Subqueries are involved. Run a query statement to calculate the change ratio between the maximum value or the minimum value and the average value from the preceding result. In this example, the change ratio between the maximum value and the average value is calculated, for example, 1.02. You can set the alert rule as max_ratio > 1.5, indicating that an alert will be sent when the ratio of change exceeds 50%.

 * | select max(inflow)/avg(inflow) as max_ratio from (select sum(inflow)/(max(__time__)-min(__time__)) as inflow , __time__-__time__%60  as window_time from log group by window_time order by window_time limit 15) 

3.3 Calculate the difference in the window (latest_ratio)

In some scenarios, more attention is paid to the fluctuation of the latest value (whether the value is recovered). You can use the max_by function to get the inbound traffic size of the latest window (specified by windows_time). Then, you can calculate the change ratio between the latest value and the average value, for example, 0.97.

 * | select max_by(inflow, window_time)/1.0/avg(inflow) as lastest_ratio from (select sum(inflow)/(max(__time__)-min(__time__)) as inflow , __time__-__time__%60  as window_time from log group by window_time order by window_time limit 15) 
Note The calculation result of the max_by function is of the character type, which must be converted to the numeric type. To calculate the relative ratio of changes, you can replace it with 1.0-max_by(inflow, window_time)/1.0/avg(inflow)) as lastest_ratio.

3.4 Calculate the difference in the window which indicates the fluctuation ratio, namely, the change ratio between the current value and the previous value

Another method for calculating the fluctuation ratio is the first derivative in mathematics, namely, the change ratio between the value of the current window and the value of the previous window.

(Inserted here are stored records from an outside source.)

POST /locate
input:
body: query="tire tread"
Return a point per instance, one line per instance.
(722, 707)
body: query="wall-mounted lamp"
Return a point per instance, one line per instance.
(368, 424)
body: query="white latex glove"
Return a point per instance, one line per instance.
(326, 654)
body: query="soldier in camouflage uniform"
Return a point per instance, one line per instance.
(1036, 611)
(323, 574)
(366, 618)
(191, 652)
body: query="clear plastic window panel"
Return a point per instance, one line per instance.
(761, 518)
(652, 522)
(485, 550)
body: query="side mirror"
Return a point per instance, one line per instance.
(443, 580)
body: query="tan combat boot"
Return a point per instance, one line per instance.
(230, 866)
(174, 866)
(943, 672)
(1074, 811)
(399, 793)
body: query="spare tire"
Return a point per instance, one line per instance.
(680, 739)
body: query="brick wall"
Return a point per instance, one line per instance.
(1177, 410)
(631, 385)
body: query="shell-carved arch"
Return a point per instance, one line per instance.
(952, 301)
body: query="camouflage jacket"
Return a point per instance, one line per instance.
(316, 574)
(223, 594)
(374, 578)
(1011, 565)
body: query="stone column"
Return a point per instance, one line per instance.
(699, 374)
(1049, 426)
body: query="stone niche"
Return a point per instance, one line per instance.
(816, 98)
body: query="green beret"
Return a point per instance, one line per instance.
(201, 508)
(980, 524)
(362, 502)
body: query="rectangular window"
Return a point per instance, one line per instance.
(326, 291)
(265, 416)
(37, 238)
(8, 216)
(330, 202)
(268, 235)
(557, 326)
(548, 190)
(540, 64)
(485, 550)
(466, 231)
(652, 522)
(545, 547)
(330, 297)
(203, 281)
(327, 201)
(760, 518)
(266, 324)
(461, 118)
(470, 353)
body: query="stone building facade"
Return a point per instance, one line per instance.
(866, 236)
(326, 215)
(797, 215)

Use the window function (lag) for calculation. Extract the current inbound traffic and the inbound traffic of the previous window to calculate the difference by using lag(inflow, 1, inflow)over() and divide the calculated difference value by the current value to get the change ratio.

 * | select (inflow- lag(inflow, 1, inflow)over() )*1.0/inflow as diff, from_unixtime(window_time) from (select sum(inflow)/(max(__time__)-min(__time__)) as inflow , __time__-__time__%60  as window_time from log group by window_time order by window_time limit 15) 

In this example, a relatively major decrease occurs in traffic at 11:39, with a change ratio of over 40%.

To define an absolute change ratio, you can use the abs function (absolute value) to unify the calculation result.

Summary

The query and analysis features of Log Service follow the SQL-92 standard and support various mathematical statistics and computing methods. Anyone who can use SQL can perform fast analysis. Have a try!